Time after time he was becoming more and more rude, unfeeling, callous, untalkative and reserved. He never liked literature so he didn’t express his thoughts well. Though he discovered a way to express himself well – painting. He found means of expression that transcended language.

Charles Strickland lived in a dream and never cared about past and reality. One state that existed to him was forever lasting presend. His whole life was a constant persistant fight against all kinds of difficulties, but many things which seemed to be scaring for many other people, never affected him. Contrarily, the more troubles were oppressing him, the more firm and unshakable he was becoming.

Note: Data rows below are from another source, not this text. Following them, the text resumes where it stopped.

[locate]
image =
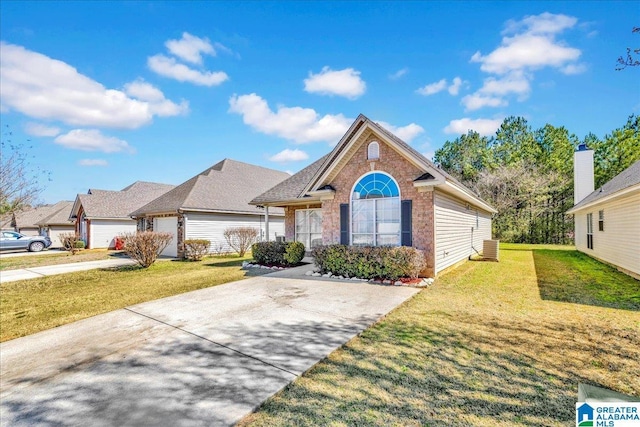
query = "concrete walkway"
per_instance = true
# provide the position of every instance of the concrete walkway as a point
(204, 358)
(50, 270)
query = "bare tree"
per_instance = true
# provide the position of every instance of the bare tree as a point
(19, 179)
(629, 60)
(145, 246)
(241, 238)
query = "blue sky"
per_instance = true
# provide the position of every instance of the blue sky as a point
(108, 93)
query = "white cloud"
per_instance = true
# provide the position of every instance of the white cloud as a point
(485, 127)
(439, 86)
(158, 104)
(433, 88)
(399, 73)
(454, 89)
(345, 83)
(527, 45)
(298, 124)
(92, 140)
(45, 88)
(190, 48)
(406, 133)
(39, 129)
(288, 155)
(168, 67)
(93, 162)
(476, 101)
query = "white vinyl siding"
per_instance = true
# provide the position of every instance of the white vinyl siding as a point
(459, 231)
(55, 231)
(104, 231)
(168, 225)
(619, 243)
(212, 226)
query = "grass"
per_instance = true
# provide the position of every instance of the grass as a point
(30, 306)
(60, 257)
(481, 347)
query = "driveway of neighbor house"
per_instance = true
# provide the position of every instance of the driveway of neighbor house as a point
(207, 357)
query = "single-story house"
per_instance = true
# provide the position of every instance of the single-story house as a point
(28, 221)
(375, 189)
(607, 219)
(102, 215)
(57, 223)
(212, 201)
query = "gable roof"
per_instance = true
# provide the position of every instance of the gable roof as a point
(625, 180)
(317, 172)
(227, 186)
(60, 216)
(109, 204)
(31, 218)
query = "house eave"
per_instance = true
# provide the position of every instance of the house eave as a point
(621, 193)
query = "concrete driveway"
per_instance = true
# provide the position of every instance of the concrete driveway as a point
(207, 357)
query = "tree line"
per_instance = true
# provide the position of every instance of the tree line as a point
(527, 174)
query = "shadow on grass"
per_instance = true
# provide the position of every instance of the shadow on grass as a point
(571, 276)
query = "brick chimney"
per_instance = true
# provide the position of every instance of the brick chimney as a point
(582, 173)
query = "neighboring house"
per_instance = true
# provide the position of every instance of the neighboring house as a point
(102, 215)
(57, 223)
(212, 201)
(607, 220)
(374, 189)
(27, 222)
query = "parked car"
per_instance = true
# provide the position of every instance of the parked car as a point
(10, 240)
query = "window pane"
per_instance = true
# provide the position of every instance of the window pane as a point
(362, 240)
(388, 240)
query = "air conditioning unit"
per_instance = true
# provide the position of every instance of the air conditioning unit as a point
(490, 250)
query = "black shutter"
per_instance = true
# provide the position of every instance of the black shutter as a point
(405, 223)
(344, 223)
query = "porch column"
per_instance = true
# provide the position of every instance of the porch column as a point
(266, 221)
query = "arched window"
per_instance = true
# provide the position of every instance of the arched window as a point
(375, 211)
(373, 151)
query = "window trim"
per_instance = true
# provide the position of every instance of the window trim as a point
(373, 146)
(375, 233)
(308, 233)
(590, 231)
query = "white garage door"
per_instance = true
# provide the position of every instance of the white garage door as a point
(168, 225)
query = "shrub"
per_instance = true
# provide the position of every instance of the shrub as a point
(278, 253)
(293, 253)
(196, 249)
(241, 238)
(368, 262)
(71, 242)
(145, 246)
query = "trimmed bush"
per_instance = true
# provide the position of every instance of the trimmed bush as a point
(145, 246)
(293, 253)
(196, 249)
(368, 262)
(278, 253)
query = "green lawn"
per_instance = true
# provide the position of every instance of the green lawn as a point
(54, 258)
(30, 306)
(488, 344)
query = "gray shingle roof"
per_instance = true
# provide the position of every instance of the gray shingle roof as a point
(227, 186)
(293, 187)
(60, 216)
(31, 218)
(625, 179)
(120, 204)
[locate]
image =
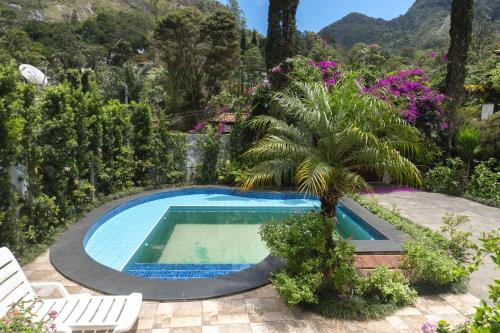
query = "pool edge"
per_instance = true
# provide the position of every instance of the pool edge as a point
(69, 258)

Strickland changed so, that other people could hardly recognise him. These changes codemned him to a life of poverty and disdain by most who knew him. Though he didn’t care about what other people thought about him. However the only thing that didn’t change in him was his boredom, that everybody could notice.

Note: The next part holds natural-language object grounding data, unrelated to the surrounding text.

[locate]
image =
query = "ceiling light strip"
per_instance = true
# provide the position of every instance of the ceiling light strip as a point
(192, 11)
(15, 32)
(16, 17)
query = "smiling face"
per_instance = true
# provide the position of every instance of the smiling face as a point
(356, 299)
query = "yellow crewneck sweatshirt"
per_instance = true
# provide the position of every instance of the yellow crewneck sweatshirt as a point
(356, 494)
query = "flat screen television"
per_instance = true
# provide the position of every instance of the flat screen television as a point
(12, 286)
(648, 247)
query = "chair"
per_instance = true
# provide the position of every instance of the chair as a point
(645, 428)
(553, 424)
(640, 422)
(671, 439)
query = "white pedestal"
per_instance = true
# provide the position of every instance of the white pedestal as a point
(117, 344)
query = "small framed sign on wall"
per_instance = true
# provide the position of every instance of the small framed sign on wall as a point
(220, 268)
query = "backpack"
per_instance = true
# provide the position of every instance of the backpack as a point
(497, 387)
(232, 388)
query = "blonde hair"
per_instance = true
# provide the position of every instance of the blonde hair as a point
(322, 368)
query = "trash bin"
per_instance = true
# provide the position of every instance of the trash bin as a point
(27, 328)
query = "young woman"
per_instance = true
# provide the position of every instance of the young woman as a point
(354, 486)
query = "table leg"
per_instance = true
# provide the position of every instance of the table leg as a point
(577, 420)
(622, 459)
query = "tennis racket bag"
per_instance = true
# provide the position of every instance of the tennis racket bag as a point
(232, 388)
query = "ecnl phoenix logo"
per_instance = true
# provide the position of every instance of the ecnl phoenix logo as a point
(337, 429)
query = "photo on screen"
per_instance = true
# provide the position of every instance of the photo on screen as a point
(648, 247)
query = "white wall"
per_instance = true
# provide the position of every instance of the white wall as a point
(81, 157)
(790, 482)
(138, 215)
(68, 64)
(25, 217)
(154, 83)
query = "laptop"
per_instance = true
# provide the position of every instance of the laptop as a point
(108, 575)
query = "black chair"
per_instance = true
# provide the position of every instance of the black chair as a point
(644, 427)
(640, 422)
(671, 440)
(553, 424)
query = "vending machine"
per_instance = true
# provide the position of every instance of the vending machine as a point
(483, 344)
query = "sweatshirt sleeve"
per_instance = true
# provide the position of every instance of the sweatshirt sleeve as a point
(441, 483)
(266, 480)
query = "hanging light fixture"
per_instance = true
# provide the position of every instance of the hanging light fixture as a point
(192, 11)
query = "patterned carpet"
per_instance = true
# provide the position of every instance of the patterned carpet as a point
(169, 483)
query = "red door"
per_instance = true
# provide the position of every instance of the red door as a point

It is rightly said that you know a person form his works. It also fits for Strickland perfectly. As he was a strange and mysterious person, all that could be seen in his paintings. They were really impressive, mysterious and had a smell of some unrevealed secret. That mystery was alluring and torturing. Maybe that was the reason why people were amazed so much by his paintings and kept an opinion that Strickland was a genious.

From the outside Charles was a stalwart, broad-shouldered, stout man, and he looked so constrained in his formal clothes, just like his hobbled soul, that needed to be released.For some people Strickland looked like a primitive man, being untidy and ugly, not caring about himself and others. He even didn’t look as a normal man. But as I have mentioned, other people’s opinion wasn’t interesting for him anymore, as he was living an emotional, strange life, quite different from other normal people and families.

So in conclusion, we can say that Charles Strickland was an admirable villain. Admirable to follow his passions and becoming a genious in his sphere, but a villain because of the way it hurt those around him.